Forina et al. 1994: Analytica Chimica Acta, 295, 109ff

Martens and Dardenne 1997: Chemom Intel Lab Sysem, 44, 99ff.

One Question:
How to validate calibration models?

Two approaches:
one case study and one one Monte-Carlo study

and one clear answer.

Peter Tillmann

P.S. Until recently I was praising independend external validation with new, unknown samples. I don't do it anymore.

Michael C Mound (mike)
Senior Member
Username: mike

Post Number: 28
Registered: 7-2007

Posted on Sunday, September 16, 2007 - 6:01 am:

Folks:

As a practical matter, what is the general opinion on the sufficient number of "unknown" (i.e., "blind") samples to use vs the total number of known (i.e., reference standards) samples used to create a model to convincingly validate the model and so proceed to use the model.
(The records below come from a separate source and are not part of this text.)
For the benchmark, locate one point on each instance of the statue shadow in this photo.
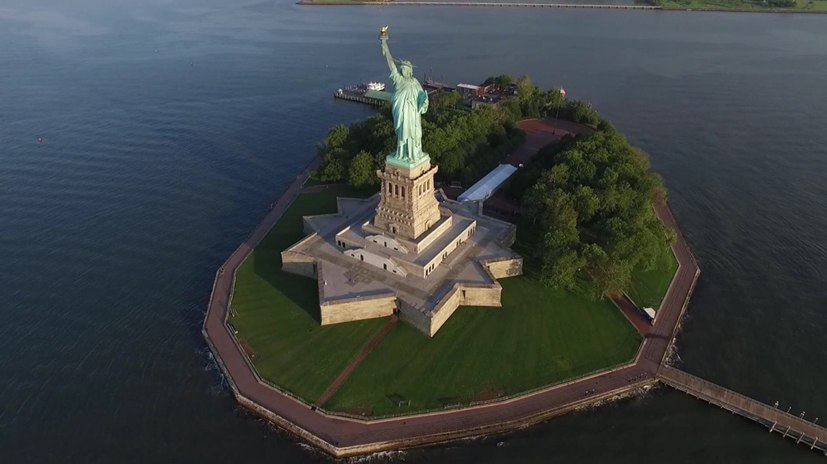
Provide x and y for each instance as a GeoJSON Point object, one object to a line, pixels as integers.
{"type": "Point", "coordinates": [300, 291]}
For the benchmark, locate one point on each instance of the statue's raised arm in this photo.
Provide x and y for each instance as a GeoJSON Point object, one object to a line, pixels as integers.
{"type": "Point", "coordinates": [383, 38]}
{"type": "Point", "coordinates": [408, 102]}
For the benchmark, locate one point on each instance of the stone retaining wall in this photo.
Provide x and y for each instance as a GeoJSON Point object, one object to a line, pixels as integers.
{"type": "Point", "coordinates": [357, 309]}
{"type": "Point", "coordinates": [506, 267]}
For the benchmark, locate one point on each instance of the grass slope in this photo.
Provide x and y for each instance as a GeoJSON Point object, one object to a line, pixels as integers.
{"type": "Point", "coordinates": [539, 337]}
{"type": "Point", "coordinates": [649, 287]}
{"type": "Point", "coordinates": [278, 313]}
{"type": "Point", "coordinates": [816, 5]}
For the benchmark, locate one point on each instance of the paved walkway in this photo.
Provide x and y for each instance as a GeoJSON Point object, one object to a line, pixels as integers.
{"type": "Point", "coordinates": [350, 436]}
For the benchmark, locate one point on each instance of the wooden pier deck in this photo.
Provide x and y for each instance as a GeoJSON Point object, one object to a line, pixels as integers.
{"type": "Point", "coordinates": [486, 4]}
{"type": "Point", "coordinates": [790, 426]}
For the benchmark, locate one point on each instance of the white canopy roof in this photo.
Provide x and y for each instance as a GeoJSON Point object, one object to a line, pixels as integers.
{"type": "Point", "coordinates": [489, 184]}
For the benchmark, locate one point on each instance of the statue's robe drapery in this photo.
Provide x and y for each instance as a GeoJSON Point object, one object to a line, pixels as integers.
{"type": "Point", "coordinates": [407, 103]}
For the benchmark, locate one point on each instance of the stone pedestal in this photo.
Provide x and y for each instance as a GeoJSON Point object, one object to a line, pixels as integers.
{"type": "Point", "coordinates": [407, 207]}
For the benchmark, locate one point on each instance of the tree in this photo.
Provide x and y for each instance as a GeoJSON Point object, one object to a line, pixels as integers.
{"type": "Point", "coordinates": [336, 136]}
{"type": "Point", "coordinates": [594, 208]}
{"type": "Point", "coordinates": [362, 172]}
{"type": "Point", "coordinates": [524, 86]}
{"type": "Point", "coordinates": [503, 80]}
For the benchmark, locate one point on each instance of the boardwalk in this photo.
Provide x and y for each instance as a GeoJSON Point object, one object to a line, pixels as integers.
{"type": "Point", "coordinates": [796, 428]}
{"type": "Point", "coordinates": [341, 436]}
{"type": "Point", "coordinates": [489, 4]}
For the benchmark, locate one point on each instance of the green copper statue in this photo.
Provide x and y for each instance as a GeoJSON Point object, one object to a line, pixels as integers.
{"type": "Point", "coordinates": [409, 101]}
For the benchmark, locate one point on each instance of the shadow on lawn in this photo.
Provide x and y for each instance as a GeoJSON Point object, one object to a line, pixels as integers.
{"type": "Point", "coordinates": [302, 291]}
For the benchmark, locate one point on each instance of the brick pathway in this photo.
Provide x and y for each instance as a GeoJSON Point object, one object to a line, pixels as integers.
{"type": "Point", "coordinates": [344, 437]}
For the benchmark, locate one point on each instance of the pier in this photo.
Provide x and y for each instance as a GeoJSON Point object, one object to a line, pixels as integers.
{"type": "Point", "coordinates": [803, 432]}
{"type": "Point", "coordinates": [489, 4]}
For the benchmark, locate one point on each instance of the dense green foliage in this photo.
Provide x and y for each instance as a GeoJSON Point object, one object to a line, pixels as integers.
{"type": "Point", "coordinates": [539, 337]}
{"type": "Point", "coordinates": [277, 314]}
{"type": "Point", "coordinates": [465, 144]}
{"type": "Point", "coordinates": [593, 206]}
{"type": "Point", "coordinates": [728, 4]}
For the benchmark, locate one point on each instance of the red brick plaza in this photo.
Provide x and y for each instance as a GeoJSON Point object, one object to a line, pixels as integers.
{"type": "Point", "coordinates": [342, 436]}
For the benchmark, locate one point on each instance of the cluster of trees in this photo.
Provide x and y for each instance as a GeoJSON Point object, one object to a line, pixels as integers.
{"type": "Point", "coordinates": [730, 3]}
{"type": "Point", "coordinates": [590, 205]}
{"type": "Point", "coordinates": [465, 144]}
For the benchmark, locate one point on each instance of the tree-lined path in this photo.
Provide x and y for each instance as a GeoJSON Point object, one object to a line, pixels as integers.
{"type": "Point", "coordinates": [344, 436]}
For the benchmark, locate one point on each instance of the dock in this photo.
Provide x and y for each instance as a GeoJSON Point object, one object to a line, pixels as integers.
{"type": "Point", "coordinates": [803, 432]}
{"type": "Point", "coordinates": [489, 4]}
That is, to state it differently, regardless of the program or method used for validation, is there a "magic" practical minimum number of unknowns to use relative to the number of knowns that created the model in the first place so as to confidently confirm the utility and robustness of the model?

It is assumed that the selection of the unknowns is within the range of the PC's defined in the model. This means that sufficient care has been taken not to include "blinds" in the test sequence that could be considered outliers.

Your opinions welcome and appreciated.